Best Web Search Engine

Search Engine Watch announced the winners of the 2003 Search Engine Watch Awards. Google took most of the awards again.

Search Engine and Movable Type Toys

When there is not much news you must cover the fun toys.

Spider Hacks teaches you how to create your own spider...which I eventually will.

MTGoogleRank shows how many pages link to any page and where any site ranks for a keyword...am going to try this out real quick

Also MTMacros is really cool looking stuff, which I will need to be play with soon.

Search Engine Awards and Search Engine Articles

Jan 29th

The 4TH annual search engine awards now have open voting until the 4TH of Febuary. Registered members of SearchEngineWatch may vote for the winners.

In addition today's SearchDay references the search engine article series "On Search, The Series" by earch engine pioneer Tim Bray.

Forum Success and Forum Failure

I keep reading these marketing books which say that markets are conversations and over at SearchGuild we recently had two distinctly different types of people come to the forums. Each came to represent their product and they fared way differently. Person 1: Dez from WebSearch.com.au spoke in a human voice about his search engine. He has even lended tips to some moderators on how to improve their sites...we think Dez is the bomb diggity!

Person 2: DirectorySearch from DirectorySearch announced his URL and basically bailed. In the process he alienated many of us and actually hurt his product. He never gave his name and failed to even fully answer the questions about his products.

DirectorySearch does have a good script, but product alone does not make or break you. It's how you use the product and how you communicate with the customer that helps build long term value.

Personalized Search Engines

While the quality of my articles may vary, I think my timing is delicious. At about 2 am this morning I was finishing up a small article titled "The Problems With Search Engine Personalization," when I found out about Eurekster.

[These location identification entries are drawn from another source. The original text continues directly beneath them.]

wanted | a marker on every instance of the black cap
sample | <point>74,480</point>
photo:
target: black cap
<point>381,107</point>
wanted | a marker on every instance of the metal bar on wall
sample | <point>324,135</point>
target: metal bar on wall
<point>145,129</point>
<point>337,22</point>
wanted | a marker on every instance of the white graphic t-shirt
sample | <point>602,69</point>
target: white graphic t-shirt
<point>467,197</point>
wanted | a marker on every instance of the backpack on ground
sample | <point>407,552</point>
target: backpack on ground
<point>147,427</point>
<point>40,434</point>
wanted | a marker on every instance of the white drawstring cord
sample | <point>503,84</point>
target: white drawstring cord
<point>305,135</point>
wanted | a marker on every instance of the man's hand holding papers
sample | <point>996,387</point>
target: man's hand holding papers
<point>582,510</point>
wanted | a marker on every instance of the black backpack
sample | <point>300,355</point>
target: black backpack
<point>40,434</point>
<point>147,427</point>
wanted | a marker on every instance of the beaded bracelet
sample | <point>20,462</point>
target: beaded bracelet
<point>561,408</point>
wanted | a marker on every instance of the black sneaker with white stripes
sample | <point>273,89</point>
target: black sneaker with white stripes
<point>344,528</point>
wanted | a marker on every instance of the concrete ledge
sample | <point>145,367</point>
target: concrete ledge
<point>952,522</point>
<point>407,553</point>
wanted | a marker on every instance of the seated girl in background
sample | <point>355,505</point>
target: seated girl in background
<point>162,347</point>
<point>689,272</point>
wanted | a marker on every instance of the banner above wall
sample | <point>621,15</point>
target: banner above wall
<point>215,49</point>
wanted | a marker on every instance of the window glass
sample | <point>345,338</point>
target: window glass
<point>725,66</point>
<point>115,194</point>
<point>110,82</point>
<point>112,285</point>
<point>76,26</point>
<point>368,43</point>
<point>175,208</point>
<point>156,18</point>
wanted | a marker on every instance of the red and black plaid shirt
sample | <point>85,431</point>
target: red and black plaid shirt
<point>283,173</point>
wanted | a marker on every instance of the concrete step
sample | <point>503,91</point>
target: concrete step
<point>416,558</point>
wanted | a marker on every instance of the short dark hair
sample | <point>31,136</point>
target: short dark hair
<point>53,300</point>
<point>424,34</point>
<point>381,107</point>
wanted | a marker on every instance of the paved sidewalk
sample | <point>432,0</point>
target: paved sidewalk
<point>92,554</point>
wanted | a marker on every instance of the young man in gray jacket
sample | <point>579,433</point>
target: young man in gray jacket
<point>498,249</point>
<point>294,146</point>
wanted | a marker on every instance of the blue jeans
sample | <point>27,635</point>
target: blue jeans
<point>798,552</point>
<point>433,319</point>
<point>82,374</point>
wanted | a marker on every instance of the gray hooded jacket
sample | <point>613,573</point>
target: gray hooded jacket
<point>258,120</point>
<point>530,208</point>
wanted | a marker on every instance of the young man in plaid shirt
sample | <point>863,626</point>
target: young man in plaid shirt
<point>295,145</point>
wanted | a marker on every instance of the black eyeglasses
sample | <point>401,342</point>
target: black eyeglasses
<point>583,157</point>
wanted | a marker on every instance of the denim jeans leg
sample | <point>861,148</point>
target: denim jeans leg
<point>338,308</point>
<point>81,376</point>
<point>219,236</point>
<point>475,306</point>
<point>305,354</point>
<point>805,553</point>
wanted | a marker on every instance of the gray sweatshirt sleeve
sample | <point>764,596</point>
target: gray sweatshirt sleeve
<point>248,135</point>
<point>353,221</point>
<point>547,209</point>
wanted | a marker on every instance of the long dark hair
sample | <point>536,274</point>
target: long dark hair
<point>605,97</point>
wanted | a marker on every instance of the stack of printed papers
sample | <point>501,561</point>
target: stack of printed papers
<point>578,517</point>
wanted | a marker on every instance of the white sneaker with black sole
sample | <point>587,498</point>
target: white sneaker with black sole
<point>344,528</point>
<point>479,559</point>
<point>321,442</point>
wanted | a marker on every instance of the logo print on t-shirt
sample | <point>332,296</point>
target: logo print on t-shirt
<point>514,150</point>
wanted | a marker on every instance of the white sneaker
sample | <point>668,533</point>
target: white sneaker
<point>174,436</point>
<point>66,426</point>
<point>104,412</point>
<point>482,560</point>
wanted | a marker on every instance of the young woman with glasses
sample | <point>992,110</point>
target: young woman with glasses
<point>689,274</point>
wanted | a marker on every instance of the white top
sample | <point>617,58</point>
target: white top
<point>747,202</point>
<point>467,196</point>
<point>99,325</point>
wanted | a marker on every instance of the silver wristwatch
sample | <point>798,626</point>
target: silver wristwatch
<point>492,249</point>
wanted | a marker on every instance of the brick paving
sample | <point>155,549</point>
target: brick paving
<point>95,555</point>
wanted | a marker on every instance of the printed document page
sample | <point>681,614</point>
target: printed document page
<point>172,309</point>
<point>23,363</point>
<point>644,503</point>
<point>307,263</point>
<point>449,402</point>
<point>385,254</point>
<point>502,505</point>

Many of the top search engines and search engine experts believe that personalization is going to be important to the future of search. In all honesty it scares me as much as it interests me.

Danny Sullivan just wrote a good article about Eurekster, which is currently powered from user feedback and AllTheWeb.

Eurekster - the Social Search Engine

In marketing the power of the weak tie is astronomical. If you ask a large cross section of society "Who found a job through a weak friend?" the percentage will be exceptionally high. Our friends typically share much of our environment and lifestyle. People who are friends of a friend live in a totally different world and know realities which are completely foreign to us.

Friendster is a free dating and social interaction network which opperates using this idea. Reports have stated that Google wanted to buy them last year for $30 million, but they did not sell.

Google organizes the web based on the social structure of the linking of the entire web. Newer technologies are allowing them to better find local clusters, but The Bost Globe reports that today a new competitor will take this field using the direct route.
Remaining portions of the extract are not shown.